Item 8. Inclusion and exclusion criteria. Specify inclusion and exclusion criteria, such as location, dates, patient-care setting, demographics (eg, age, sex, race), pertinent follow-up, and results from prior tests. Define how, where, and when potentially eligible participants or studies were identified. Indicate whether a consecutive, random, or convenience series was selected.
Item 9. Data preprocessing. Describe preprocessing steps to allow other investigators to reproduce them. Specify the use of normalization, resampling of image size, change in bit depth, and/or adjustment of window/level settings. If applicable, state whether the data have been rescaled, threshold-limited (“binarized”), and/or standardized. Specify processes used to address regional formatting, manual input, inconsistent data, missing data, incorrect data type, file manipulations, and missing anonymization. State any criteria used to remove outliers (11). When applicable, include description for libraries, software (including manufacturer name and location and version numbers), and all option and configurations settings.
Item 10. Selection of data subsets. State whether investigators selected subsets of raw extracted data during preprocessing. For example, describe whether investigators selected a subset of the images, cropped portions of images, or extracted segments of a report. If this process is automated, describe the tools and parameters used. If performed manually, describe the training of the personnel and criteria used in their instruction. Justify how this manual step would be accommodated in context of the clinical or scientific problem, describing methods of scaling processes, when applicable.
Item 11. De-identification. Describe the methods used to de-identify data and how protected health information has been removed to meet U.S. (HIPAA), EU (AI Act, EU Health Data Space, GDPR), or other relevant regulations (12,13).

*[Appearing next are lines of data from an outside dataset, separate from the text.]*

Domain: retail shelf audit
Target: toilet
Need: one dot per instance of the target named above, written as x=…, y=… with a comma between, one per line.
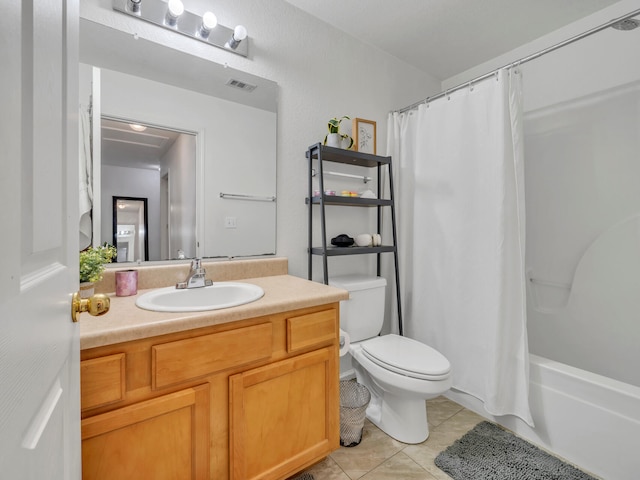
x=401, y=373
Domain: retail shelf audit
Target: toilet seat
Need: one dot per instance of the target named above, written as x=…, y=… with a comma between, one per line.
x=407, y=357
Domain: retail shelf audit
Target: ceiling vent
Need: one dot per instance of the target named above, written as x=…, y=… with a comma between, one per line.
x=247, y=87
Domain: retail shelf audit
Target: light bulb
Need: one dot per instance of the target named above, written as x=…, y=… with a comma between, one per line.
x=134, y=5
x=239, y=34
x=175, y=8
x=209, y=22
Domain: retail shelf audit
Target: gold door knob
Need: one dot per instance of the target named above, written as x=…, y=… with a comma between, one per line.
x=96, y=305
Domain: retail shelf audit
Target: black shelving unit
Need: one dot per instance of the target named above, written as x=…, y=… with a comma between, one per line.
x=320, y=153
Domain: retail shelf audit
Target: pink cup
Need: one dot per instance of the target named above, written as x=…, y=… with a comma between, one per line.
x=126, y=283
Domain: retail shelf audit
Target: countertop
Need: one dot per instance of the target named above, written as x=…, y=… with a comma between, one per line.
x=126, y=322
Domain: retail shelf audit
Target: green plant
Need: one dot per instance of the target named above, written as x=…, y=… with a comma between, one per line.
x=334, y=127
x=92, y=261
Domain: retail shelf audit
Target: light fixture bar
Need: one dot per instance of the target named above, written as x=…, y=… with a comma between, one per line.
x=188, y=23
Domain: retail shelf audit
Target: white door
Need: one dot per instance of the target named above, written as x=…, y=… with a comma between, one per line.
x=39, y=344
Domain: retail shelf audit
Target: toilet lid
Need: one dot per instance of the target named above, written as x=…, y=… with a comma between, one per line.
x=407, y=356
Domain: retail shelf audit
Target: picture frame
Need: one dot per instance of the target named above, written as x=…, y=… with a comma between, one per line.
x=364, y=135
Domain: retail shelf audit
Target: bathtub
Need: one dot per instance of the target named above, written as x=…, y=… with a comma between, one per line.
x=590, y=420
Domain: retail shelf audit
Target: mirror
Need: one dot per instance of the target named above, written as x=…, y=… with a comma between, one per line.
x=177, y=95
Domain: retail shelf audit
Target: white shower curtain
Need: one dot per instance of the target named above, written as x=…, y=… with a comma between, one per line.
x=459, y=183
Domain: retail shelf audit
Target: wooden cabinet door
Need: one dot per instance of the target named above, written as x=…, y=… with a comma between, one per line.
x=284, y=416
x=162, y=438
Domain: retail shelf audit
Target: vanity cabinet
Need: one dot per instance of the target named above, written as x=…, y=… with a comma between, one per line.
x=252, y=399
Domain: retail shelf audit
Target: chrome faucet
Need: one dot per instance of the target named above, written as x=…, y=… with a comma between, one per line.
x=196, y=277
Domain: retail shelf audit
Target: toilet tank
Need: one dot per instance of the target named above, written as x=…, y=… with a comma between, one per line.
x=363, y=314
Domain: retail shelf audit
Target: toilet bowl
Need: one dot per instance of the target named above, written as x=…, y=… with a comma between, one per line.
x=401, y=373
x=398, y=397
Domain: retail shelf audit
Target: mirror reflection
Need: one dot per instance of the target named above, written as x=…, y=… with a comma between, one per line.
x=160, y=166
x=187, y=103
x=130, y=226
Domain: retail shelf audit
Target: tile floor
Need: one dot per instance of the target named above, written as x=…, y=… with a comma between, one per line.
x=380, y=457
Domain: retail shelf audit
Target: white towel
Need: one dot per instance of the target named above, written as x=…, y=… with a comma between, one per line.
x=85, y=179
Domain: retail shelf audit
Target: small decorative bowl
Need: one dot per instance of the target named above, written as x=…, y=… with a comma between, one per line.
x=342, y=241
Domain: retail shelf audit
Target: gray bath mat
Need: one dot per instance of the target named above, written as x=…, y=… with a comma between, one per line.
x=490, y=453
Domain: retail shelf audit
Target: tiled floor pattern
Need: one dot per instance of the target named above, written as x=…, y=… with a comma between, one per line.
x=380, y=457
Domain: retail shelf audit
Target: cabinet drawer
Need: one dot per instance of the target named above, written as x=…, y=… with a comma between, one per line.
x=311, y=329
x=193, y=357
x=102, y=380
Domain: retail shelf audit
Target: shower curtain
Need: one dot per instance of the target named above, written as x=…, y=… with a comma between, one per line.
x=459, y=183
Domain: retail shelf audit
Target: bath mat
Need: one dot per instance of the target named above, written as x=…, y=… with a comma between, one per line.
x=487, y=452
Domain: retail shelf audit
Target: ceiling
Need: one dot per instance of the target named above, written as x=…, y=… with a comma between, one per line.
x=447, y=37
x=124, y=147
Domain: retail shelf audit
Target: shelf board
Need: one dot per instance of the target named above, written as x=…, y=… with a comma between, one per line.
x=350, y=157
x=353, y=250
x=350, y=201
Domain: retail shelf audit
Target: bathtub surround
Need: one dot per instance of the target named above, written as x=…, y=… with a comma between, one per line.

Item 12. Missing data. Clearly describe how missing data were handled. For example, describe processes to replace them with approximate, predicted, or proxy values. Discuss biases that imputed data may introduce.
Item 13. Image acquisition protocol. Describe the image acquisition protocol, such as manufacturer, MRI sequence, ultrasound frequency, maximum CT energy, tube current, slice thickness, scan range, and scan resolution; include all relevant parameters to enable reproducibility of the stated methods.
Reference Standard
Item 14. Definition of method(s) used to obtain the reference standard. Include a clear, detailed description of methods used to obtain the reference standard; readers should be able to replicate the reference standard based on this description. Include specific, standard guidelines provided to all annotators. Avoid vague descriptions, such as “white matter lesion burden,” and use precise definitions, such as “lesion location (periventricular, juxtacortical, infratentorial), size measured in three dimensions, and number of lesions as measured on T2/FLAIR MR brain images.” Provide an atlas of examples to annotators to illustrate subjective grading schemes (eg, mild, moderate, severe) and make that information available for review.
Item 15. Rationale for choosing the reference standard. Describe the rationale for choice of the reference standard versus any alternatives. Include information on potential errors, biases, and limitations of that reference standard.
Item 16. Source of reference standard annotations. Specify the source of reference standard annotations, citing relevant literature if annotations from existing data resources are used. Specify the number of human annotators and their qualifications (eg, level of expertise, subspecialty training). Describe the instructions and/or training given to annotators; include training materials as a supplement.
Item 17. Annotation of test set. Detail the steps taken to annotate the test set with sufficient detail so that another investigator could replicate the annotation. Include any standard instructions provided to annotators for a given task. Specify software used for manual annotation, including the version number. Describe if and how imaging labels were extracted from imaging reports or electronic health records using natural language processing or recurrent neural networks. This information should be included for any step involving manual annotation, in addition to any semiautomated or automated annotation.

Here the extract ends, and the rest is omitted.